In questi giorni a Livorno è in corso un dibattito sulla destinazione del palazzo Grande dove abbiamo assistito ultimamente a chiusure di locali ed episodi vari di degrado ed abbandono. Tra queste chiusure spicca nel 2013 quella del cinema Grande ( con le sue tre sale Vespucci, Colombo e Magellano) che segna un’ulteriore tappa di quel processo economico e culturale che ha modificato profondamente la nostra città.
E pensare che nel 1902 a Livorno veniva inaugurato il Cinema Parisien con la sua fantasiosa facciata in legno pitturato d’oro e colori vivaci. Dopo solo pochi anni, nel 1907, la nostra città aveva 15 sale cinematografiche per una media di una sala ogni 7.163 abitanti.
Poi, negli ultimi decenni, una vera carneficina dei cinema del centro cittadino (basti pensare a Metropolitan, Odeon, Gran Guardia Teatro, Aurora, Grande, ecc.) il cui punto di non ritorno sarà costituito,nel 2003, dall’apertura della Multisala Medusa (ora Space Cinema) che dispone di 9 sale per un totale di 2206 posti . Per quanto riguarda le presenze si segnala un calo costante del numero di spettatori e confrontando i dati del 2011 con il 2018 abbiamo un decremento di circa 50.000 ingressi nelle sale cittadine con una perdita complessiva di 400.000 euro (dato che però riflette i dati regionali e nazionali).
Le amministrazioni comunali degli ultimi anni, favorendo la costruzione dei centri commerciali come Porta a Terra e Parco Levante, hanno sicuramente contribuito a svuotare e spostare la vita reale della città facendo perdere i suoi tradizionali spazi di relazione come cinema, teatri, librerie e altro ancora. In questa profonda trasformazione strutturale del territorio cittadino soltanto le grandi società private, con enormi possibilità finanziarie, hanno potuto cogliere l’occasione di creare le strutture adatte ai nuovi spazi ( basti pensare che Warner Bros e Medusa sono, al tempo stesso, Produzione, Noleggio e Luogo di proiezione di un film). Così il centro commerciale con il suoi supermercati, parcheggi e locali slow food diventa il “luogo non luogo” di Marc Augè dove è evidente la perdita in termini di relazioni umane e culturali. In ugual misura una parte del centro diventa deserto, terra insicura e solitaria dove la propaganda di destra trova terreno favorevole per le sue campagne politiche e pubblicitarie. Ma al di là di questa lettura il cinema soffre chiaramente dei cambiamenti tecnologici della società contemporanea dove, con la nascita delle TV private, tv a pagamento, videocassette, DVD, Internet, con gli arrivi degli ultimi colossi digitali come Netflix e Amazon, è cambiato profondamente il modo di guardare e vivere un film. In questo senso bisogna capire ( e fare in fretta) che la tecnologia è società, politica e trasformazione reale di spazio, tempo, corpo e relazione.

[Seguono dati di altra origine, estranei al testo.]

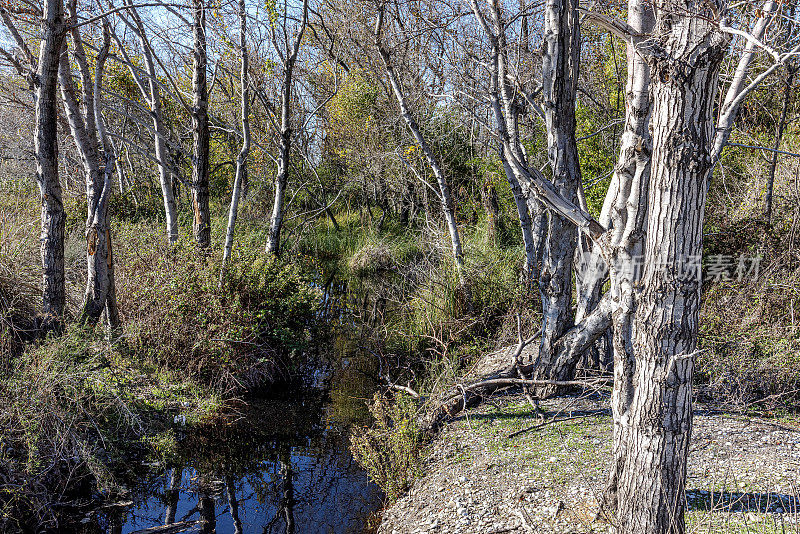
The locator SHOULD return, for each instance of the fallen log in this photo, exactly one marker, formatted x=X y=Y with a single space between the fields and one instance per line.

E si tratta di riprendere i luoghi dal basso con l’unione e la partecipazione di tutti quelle associazioni, centri e soggetti che hanno continuato a credere nel cinema ( come nel teatro, musica, pittura, ecc.) considerando e affrontando davvero il cambiamento strutturale, finanziario e digitale dei nostri giorni che Livorno sta subendo in maniera devastante.